Romper Room is something unique in television among shows of any kind. It is seen in Anchorage, Bismarck, Green Bay, Montreal, New York, Dallas, Albany, Peoria, Boston, Phoenix--in 94 cities at present with 25 more to be added this fall in Japan, Mexico, Colombia, Venezuela and Scotland; yet there is a different teacher with differ ent children on the air each day in every city where the show is seen. It is the only TV program that is, in TV parlance, syndicated live.
Toy Bulldozers. Romper Room headquarters is in Baltimore, where the show was originated ten years ago by Bert Claster, a vaudeville impresario who had spotted longer green in TV. His wife Nancy became the first Romper Room teacher. Soon CBS made an offer to Claster, but Claster had another idea. A Norfolk, Va., TV station manager had asked if he could imitate Romper Room. "No," said Claster in effect. "I'll make a copy and send it to you." He trained a teacher, sent her to Norfolk with a kit of sets and props and kept her supplied with scripts and new materials from Baltimore.
Claster has since trained more than 200 teachers. In the latest class were a girl from Chicago who was picked from 750 applicants and a girl from Japan who spent 14 hours a day trying to learn how to pronounce the name of the show: except in French Canada, where it is called La Jardiniere, Romper Room is the name of the show no matter what language the script may be translated into, and Japan's Midori Namiki couldn't seem to keep herself from saying Lomper Loom.
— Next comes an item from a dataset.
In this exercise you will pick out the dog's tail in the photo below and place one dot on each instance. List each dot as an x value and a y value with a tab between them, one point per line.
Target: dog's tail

Claster's mail-order method is an odd way to syndicate a show, but wherever it is seen it achieves a local flavor impossible on a network. In each Romper Room city, the teacher has half a dozen local five-year-olds on the air with her every day, replacing three each week. They learn the alphabet, balance baskets on their heads, shove sand around with toy bulldozers, flack for their own drawings, and learn key facts of nature, such as, say, a whale can get a sunburn and peel. It is a school, not vaudeville, to be sure, but it is a pretty good show nonetheless. Teachers crawl under tables to convince reticent little boys that their big chance is hidden in that friendly machine with the red eyes. Once in Los Angeles, the teacher asked if anyone could think of a word beginning with "U." "Ubiquitous," said an otherwise healthy kindergartner.
Inside Voice. The program has much of the iron charm of the schoolmarm: "Tony, you want to remember your Romper Room manners, honey." It also has a celebrated prop, the Do Bee and Don't Bee blackboard, with two big wooden bees on the top and a fresh message each day on the slate, for example, Don't Bee a Street Player, Do Bee a Walk Player. ("Don't be a street walker," said one teacher, fluffing that one.) "Remember your Do Bee manners," says teacher to a Lilliputian loudmouth. "Use your inside voice." When the little Romper roommates sit down for their cookies and milk, they say, "God is great, God is good, let us thank him for our food." As for integration, it's a local matter, according to Claster, but he says that in Baltimore, at least, the Rompers have been integrated from the outset.